While vaccines for the bacterial infection are widely available, thousands of cases still lead to hospitalization and death in the U.S. each year. In response, Pfizer, Merck and others have worked to develop new shots that offer better protection, particularly against strains that weren’t previously covered by Prevnar 13.
These second-generation shots are meant to improve upon older versions like Merck’s Pneumovax 23, which was first launched in 1983. That company’s follow-on, Vaxneuvance, gained clearance in adults in 2021 and a year later won expanded use in children aged 6 weeks through 17 years.
Pfizer’s latest approval was supported by clinical testing that compared Prevnar 20 to Prevnar 13. The company reported positive Phase 3 results in August. The trial was one of several to indicate the shot worked just as well and was safe in infants and children. In the trial, immune responses were evaluated one month after a third and fourth dose of the vaccine. Immune responses were compared to those with Prevnar 13.
Other vaccine developers aim to get involved, too. Biotechnology company Vaxcyte recently reported positive Phase 2 study results for an experimental vaccine it’s developing in older adults. The company said immune responses were comparable to Pfizer’s Prevnar 20, and that it will advance the shot into Phase 3 testing.

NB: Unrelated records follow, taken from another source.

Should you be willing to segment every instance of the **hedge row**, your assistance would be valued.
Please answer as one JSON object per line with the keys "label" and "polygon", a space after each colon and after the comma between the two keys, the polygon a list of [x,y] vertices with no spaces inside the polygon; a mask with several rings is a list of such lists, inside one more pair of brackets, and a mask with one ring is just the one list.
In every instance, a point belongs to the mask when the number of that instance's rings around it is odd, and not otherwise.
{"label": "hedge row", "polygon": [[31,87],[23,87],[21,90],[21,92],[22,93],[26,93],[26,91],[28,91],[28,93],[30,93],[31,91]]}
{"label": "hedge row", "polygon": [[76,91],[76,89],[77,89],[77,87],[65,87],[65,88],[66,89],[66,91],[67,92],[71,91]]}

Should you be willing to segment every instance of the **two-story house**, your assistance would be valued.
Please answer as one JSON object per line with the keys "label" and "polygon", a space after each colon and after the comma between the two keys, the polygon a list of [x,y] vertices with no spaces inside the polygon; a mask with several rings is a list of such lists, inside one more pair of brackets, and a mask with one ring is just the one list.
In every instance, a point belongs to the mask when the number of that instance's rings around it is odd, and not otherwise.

Meanwhile, GSK is testing a shot it gained through a $2.1 billion acquisition of Affinivax last May.
The Center for Disease Control’s advisory committee on immunization practices is set to hold a meeting in June, when it could discuss immunization recommendations.
Editor’s note: This story has been updated to remove mention of when Vaxcyte plans to begin Phase 3 testing. The company has not yet disclosed an expected start date.